“Quanto composto dolore e che dignità nei parenti delle vittime del disastro ferroviario di Andria”. Lo dice in questa intervista il cappuccino padre Leonardo Nunzio Di Taranto cappellano del Policlinico di Bari dove, presso l’istituto di Medicina Legale, hanno sostato le salme delle vittime per il doloroso riconoscimento. Il religioso ha assicurato assistenza spirituale in questa circostanza tanto penosa. Lo abbiamo intervistato dopo una certa giustificata resistenza.
Padre Di Taranto, in che stato ha trovato i parenti delle vittime?
” Rispondo ovviamente per quelli che ho potuto contattare. Erano svuotati e lo capisco. Però in tutti ho percepito compostezza, dignità nel lutto. Da religioso e uomo mi unisco al loro dramma e chiedo che sia fatta giustizia, chi ha sbagliato a tutti i livelli, paghi il conto”.
Che cosa fa il cappellano in simili casi?

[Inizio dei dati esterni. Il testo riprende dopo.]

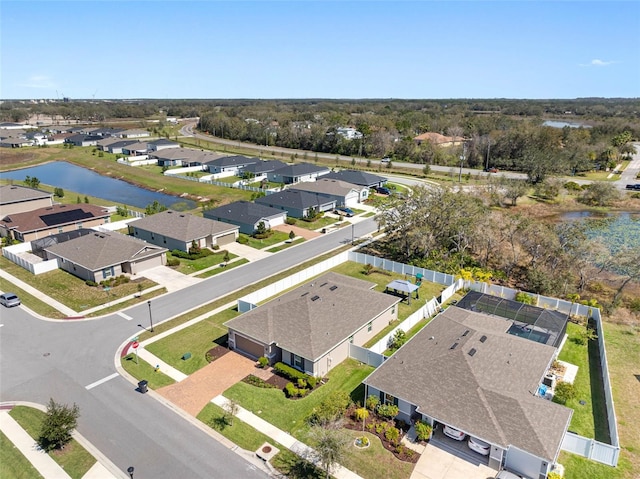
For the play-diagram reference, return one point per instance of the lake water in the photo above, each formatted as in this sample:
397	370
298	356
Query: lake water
72	178
562	124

” Prima di tutto, saper ascoltare, far sfogare chi è nella tribolazione, chi si è trovato davanti alla morte improvvisa di un essere caro. A costui non ha senso parlare subito di Dio, sarebbe un controsenso, spesso vede Dio come nemico. Bisogna prima di tutto accarezzare l’anima, solidarizzare a parole e gesti, mettere una mano sulla spalla, conta anche il silenzio. Successivamente, solo se lo vuole, arriva la preghiera, ma è uno stadio che arriva dopo. Recitare una orazione fuori tempo è come entrare a gamba tesa, si deve fare solo se vi è una richiesta chiara. Il primo compito del cappellano, spesso impossibile, è dare risposta al quesito: perché a me, Dio dove sei? E’ una costante per un cappellano anche nella vita di ogni giorno, quando il malato soffre o si è perduto un parente “.
Che cosa raccontare davanti alla morte e al lutto?
” Anche io sento tanta impotenza, spesso non so trovare risposte giuste e in particolare questo incidente ferroviario ha lasciato tutti sconvolti. Penso che davanti alla rabbia di chi è flagellato dal lutto dobbiamo essere miti anche se ascoltiamo una bestemmia e il rimprovero verso Dio: è persino fisiologico il rifiuto di Dio da parte di chi all’ improvviso affronta il male. Ma il cappellano in questi casi non deve difendere Dio, si sa difendere da solo. Se da sacerdote inizio a fare l’ avvocato difensore di Dio ottengo l’ effetto contrario, la persona diventa aggressiva. Quello è il momento della carezza e della vicinanza, la preghiera arriva dopo”.
Può raccontarci qualche sfogo?
” Mi è rimasta nella mente la delicatezza e la compostezza della vedova di un ferroviere morto in questo disastro. Avrebbe dovuto andare in pensione a dicembre. Ma in tutti i parenti delle vittime ho visto tanta dignità nel dolore, gente silenziosa e pacifica, duramente colpita. Ma ora, dopo il pianto, si faccia giustizia a tutti i livelli”.
E’ importante il ruolo del cappellano di ospedale?
” Certo. Anche se spesso è sottovalutato. Per il senso comune quello che conta è l’ infermiere o il medico. Ci si dimentica di quanto conti la fede nel sopportare lutto e malattia. Pregare aiuta “.